With those destinations in mind, would I be better off depositing with DAE?

elaine


----------



## Laurie (May 17, 2011)

Why not do points for deposit on your Dikhololo weeks? - if you own at a points resort and have a points account. To me that sounds like the best use of Dikhololo weeks anymore. 

DAE could work for Europe or Australia/NZ, but you wouldn't be able to plan very far out - at least that's my experience. I've tried to get good European exchanges a few times with DAE, but their inventory is really limited compared to RCI and I tend to plan major trips at least 18 months out. If you're including Aust/NZ in South Pacific, that might be a good match at DAE.


----------



## glypnirsgirl (May 17, 2011)

Thanks, Laurie.

DAE may work well for us for 2013 when we intend to go to South Pacific and maybe Australia. 

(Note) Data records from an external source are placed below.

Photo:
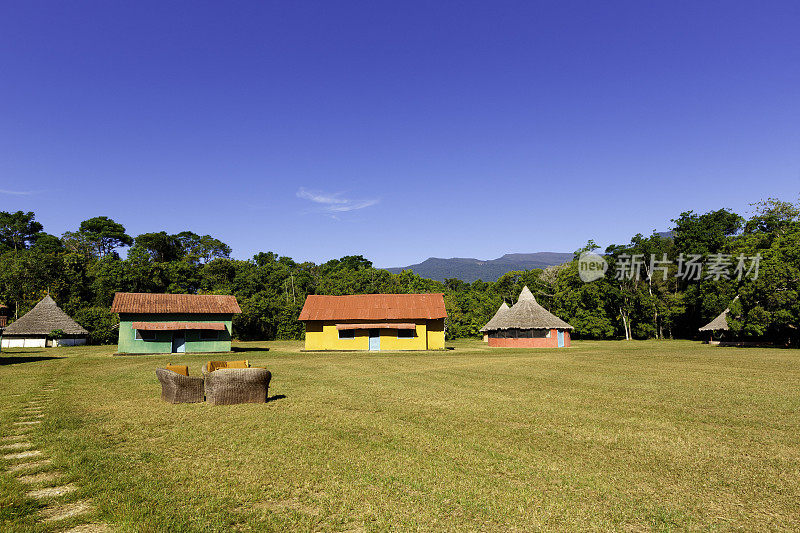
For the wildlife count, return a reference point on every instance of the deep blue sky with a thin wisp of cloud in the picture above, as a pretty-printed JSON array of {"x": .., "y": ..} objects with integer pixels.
[{"x": 397, "y": 130}]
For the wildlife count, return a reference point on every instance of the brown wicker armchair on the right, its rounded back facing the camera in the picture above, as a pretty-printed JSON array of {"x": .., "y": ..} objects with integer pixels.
[{"x": 238, "y": 385}]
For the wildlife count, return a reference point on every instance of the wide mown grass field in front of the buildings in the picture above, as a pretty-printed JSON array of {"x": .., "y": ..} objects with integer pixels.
[{"x": 668, "y": 435}]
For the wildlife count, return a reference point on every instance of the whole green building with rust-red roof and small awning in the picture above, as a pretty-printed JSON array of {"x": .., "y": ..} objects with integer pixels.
[{"x": 174, "y": 323}]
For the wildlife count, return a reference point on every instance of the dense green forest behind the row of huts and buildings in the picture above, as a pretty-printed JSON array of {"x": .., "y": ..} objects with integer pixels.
[{"x": 653, "y": 287}]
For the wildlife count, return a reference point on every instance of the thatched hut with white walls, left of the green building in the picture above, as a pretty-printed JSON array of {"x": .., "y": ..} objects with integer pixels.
[{"x": 44, "y": 325}]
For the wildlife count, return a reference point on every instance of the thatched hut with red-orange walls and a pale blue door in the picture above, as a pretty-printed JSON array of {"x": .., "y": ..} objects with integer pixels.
[{"x": 529, "y": 325}]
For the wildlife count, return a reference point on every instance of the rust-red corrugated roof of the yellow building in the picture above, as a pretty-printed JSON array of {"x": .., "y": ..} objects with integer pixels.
[{"x": 374, "y": 307}]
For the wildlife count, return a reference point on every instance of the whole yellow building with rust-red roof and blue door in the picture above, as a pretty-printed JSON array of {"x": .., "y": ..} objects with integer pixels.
[{"x": 374, "y": 322}]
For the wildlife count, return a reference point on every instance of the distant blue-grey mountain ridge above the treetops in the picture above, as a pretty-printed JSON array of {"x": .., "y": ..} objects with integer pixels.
[{"x": 469, "y": 270}]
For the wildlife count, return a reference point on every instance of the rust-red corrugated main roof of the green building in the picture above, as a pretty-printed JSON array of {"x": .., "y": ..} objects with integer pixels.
[{"x": 131, "y": 302}]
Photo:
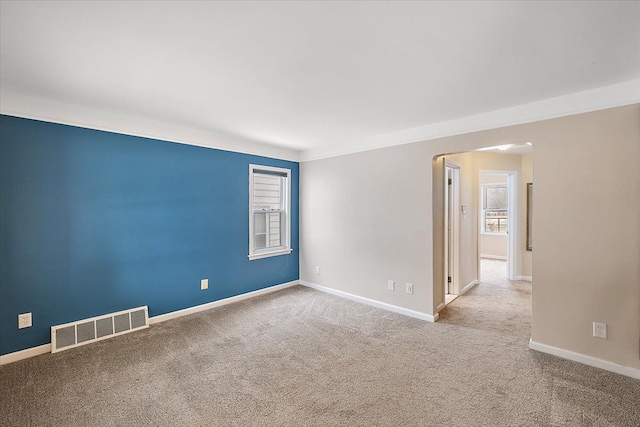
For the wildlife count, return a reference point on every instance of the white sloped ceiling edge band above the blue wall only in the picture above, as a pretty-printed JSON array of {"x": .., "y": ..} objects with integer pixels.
[{"x": 29, "y": 107}]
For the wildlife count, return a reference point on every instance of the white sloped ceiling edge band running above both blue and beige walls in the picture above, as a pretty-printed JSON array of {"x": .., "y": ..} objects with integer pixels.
[{"x": 20, "y": 105}]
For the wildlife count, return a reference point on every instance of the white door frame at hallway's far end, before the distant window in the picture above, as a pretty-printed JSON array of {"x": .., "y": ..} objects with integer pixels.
[{"x": 512, "y": 214}]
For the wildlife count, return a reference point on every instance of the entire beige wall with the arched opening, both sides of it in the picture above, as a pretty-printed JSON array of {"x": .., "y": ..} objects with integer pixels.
[{"x": 373, "y": 216}]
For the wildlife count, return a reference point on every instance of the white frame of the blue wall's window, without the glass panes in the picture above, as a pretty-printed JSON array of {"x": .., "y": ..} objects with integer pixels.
[{"x": 285, "y": 210}]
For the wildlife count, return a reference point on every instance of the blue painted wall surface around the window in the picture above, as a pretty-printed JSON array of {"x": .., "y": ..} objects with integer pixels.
[{"x": 94, "y": 222}]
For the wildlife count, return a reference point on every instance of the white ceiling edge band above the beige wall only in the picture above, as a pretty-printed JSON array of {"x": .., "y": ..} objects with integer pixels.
[{"x": 616, "y": 95}]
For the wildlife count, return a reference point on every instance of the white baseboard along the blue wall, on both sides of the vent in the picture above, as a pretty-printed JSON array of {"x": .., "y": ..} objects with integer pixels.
[{"x": 46, "y": 348}]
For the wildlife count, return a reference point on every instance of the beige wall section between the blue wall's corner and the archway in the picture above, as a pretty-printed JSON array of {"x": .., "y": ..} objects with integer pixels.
[{"x": 362, "y": 222}]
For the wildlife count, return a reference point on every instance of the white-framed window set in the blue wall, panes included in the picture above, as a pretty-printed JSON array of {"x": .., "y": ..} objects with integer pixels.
[{"x": 269, "y": 211}]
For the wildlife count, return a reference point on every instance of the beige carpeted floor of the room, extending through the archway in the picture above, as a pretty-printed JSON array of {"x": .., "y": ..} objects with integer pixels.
[{"x": 300, "y": 357}]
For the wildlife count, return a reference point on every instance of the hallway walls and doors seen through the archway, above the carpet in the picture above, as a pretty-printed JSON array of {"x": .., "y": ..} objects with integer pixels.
[{"x": 459, "y": 215}]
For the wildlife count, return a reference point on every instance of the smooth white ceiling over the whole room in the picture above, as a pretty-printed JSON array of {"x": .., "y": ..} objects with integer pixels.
[{"x": 307, "y": 76}]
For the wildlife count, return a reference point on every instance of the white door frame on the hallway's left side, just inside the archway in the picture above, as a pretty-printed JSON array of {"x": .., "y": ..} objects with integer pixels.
[{"x": 454, "y": 287}]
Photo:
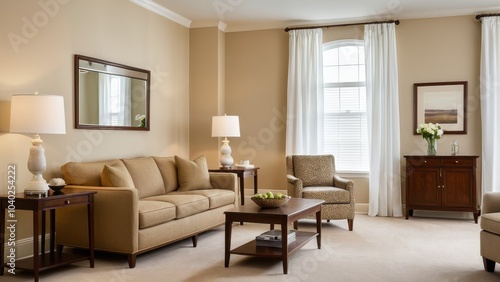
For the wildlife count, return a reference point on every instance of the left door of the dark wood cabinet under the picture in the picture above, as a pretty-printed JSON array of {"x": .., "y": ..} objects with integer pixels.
[{"x": 423, "y": 187}]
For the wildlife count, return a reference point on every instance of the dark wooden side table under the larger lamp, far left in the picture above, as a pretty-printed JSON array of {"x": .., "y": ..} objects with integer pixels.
[{"x": 43, "y": 261}]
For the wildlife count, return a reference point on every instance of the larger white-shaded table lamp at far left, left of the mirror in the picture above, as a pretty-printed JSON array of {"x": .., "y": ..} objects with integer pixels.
[{"x": 37, "y": 114}]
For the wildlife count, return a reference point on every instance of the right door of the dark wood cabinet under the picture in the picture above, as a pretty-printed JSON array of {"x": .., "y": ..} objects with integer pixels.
[{"x": 457, "y": 190}]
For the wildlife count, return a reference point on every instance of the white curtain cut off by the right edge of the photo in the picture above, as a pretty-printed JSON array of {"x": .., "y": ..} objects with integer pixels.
[{"x": 490, "y": 103}]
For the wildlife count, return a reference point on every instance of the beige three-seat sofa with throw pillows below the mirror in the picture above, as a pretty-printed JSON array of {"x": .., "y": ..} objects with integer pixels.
[{"x": 144, "y": 203}]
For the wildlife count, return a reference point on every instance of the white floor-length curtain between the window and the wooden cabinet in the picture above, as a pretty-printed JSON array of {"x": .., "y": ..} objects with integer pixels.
[{"x": 383, "y": 120}]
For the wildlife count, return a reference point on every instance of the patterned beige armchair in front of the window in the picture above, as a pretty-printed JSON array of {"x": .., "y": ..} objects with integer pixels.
[{"x": 314, "y": 177}]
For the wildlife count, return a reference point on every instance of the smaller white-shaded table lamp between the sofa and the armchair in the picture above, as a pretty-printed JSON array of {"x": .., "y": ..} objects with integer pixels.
[{"x": 225, "y": 126}]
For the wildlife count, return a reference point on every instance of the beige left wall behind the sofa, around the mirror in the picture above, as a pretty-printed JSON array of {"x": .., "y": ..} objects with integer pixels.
[{"x": 113, "y": 30}]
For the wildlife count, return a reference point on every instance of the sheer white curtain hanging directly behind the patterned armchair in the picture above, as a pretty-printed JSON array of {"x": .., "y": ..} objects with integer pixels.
[{"x": 304, "y": 127}]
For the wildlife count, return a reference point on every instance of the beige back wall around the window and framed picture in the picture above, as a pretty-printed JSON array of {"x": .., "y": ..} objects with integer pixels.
[{"x": 429, "y": 50}]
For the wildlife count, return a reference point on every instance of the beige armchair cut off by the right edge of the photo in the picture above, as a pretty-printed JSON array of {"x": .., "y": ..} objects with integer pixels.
[{"x": 490, "y": 233}]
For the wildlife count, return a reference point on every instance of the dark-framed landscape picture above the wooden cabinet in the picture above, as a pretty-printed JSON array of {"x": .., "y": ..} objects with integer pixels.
[{"x": 444, "y": 103}]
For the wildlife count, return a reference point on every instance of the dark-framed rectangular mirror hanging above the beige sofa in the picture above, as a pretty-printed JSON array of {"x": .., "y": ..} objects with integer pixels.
[{"x": 110, "y": 95}]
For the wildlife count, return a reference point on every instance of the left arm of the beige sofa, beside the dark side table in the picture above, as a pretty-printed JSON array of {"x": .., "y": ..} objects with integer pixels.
[{"x": 116, "y": 220}]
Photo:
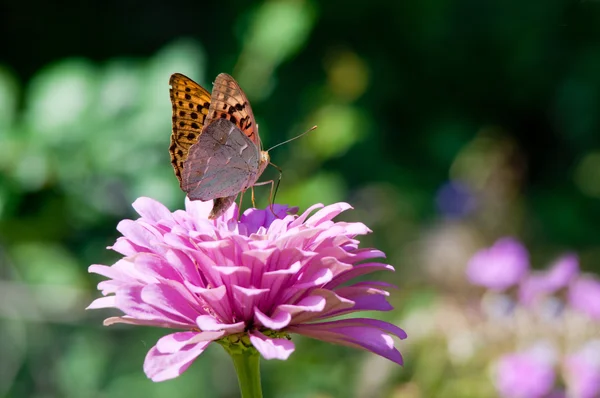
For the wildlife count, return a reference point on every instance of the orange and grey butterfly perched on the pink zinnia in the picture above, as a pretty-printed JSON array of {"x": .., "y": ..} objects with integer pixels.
[{"x": 215, "y": 147}]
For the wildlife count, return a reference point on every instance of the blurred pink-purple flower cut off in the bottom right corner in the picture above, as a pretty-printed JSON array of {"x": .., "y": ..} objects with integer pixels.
[{"x": 582, "y": 372}]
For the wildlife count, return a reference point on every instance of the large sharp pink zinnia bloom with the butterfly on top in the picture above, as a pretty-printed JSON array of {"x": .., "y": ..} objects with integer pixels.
[{"x": 251, "y": 281}]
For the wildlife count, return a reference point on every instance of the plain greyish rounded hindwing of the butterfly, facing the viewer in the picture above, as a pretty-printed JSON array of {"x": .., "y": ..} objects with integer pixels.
[{"x": 221, "y": 164}]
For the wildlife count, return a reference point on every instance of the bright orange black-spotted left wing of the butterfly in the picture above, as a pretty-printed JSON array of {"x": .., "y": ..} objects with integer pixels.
[{"x": 191, "y": 103}]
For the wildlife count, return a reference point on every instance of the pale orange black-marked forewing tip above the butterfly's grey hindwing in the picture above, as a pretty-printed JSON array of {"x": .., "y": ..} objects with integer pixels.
[{"x": 228, "y": 101}]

Do you know what the point value is for Dik for Points for Deposit? I have both points and weeks accounts. 

I may just have to suck it up and realize it is going to take both units to make one DVC trade - whether it is weeks or PFD.

elaine


----------



## rickandcindy23 (May 17, 2011)

I thought the whole point of the Rayburn/ Dik purchase was in using it for PFD in RCI?  Scott is still selling that on eBay, and the price per point seems very low.


----------



## glypnirsgirl (May 26, 2011)

I think that you may be right, Cindy. I should call Scott and get his help. One of the nice things about buying from him is his continued guidance in making trades. He even called me a couple of weeks ago and left a message about getting together with me to help. I was in a series of trials, appeals, etc. at the time so we weren't able to get together.

When using his suggestions, I have always done well. 

Thank you for reminding me. I think that this will be a big help!

elaine


----------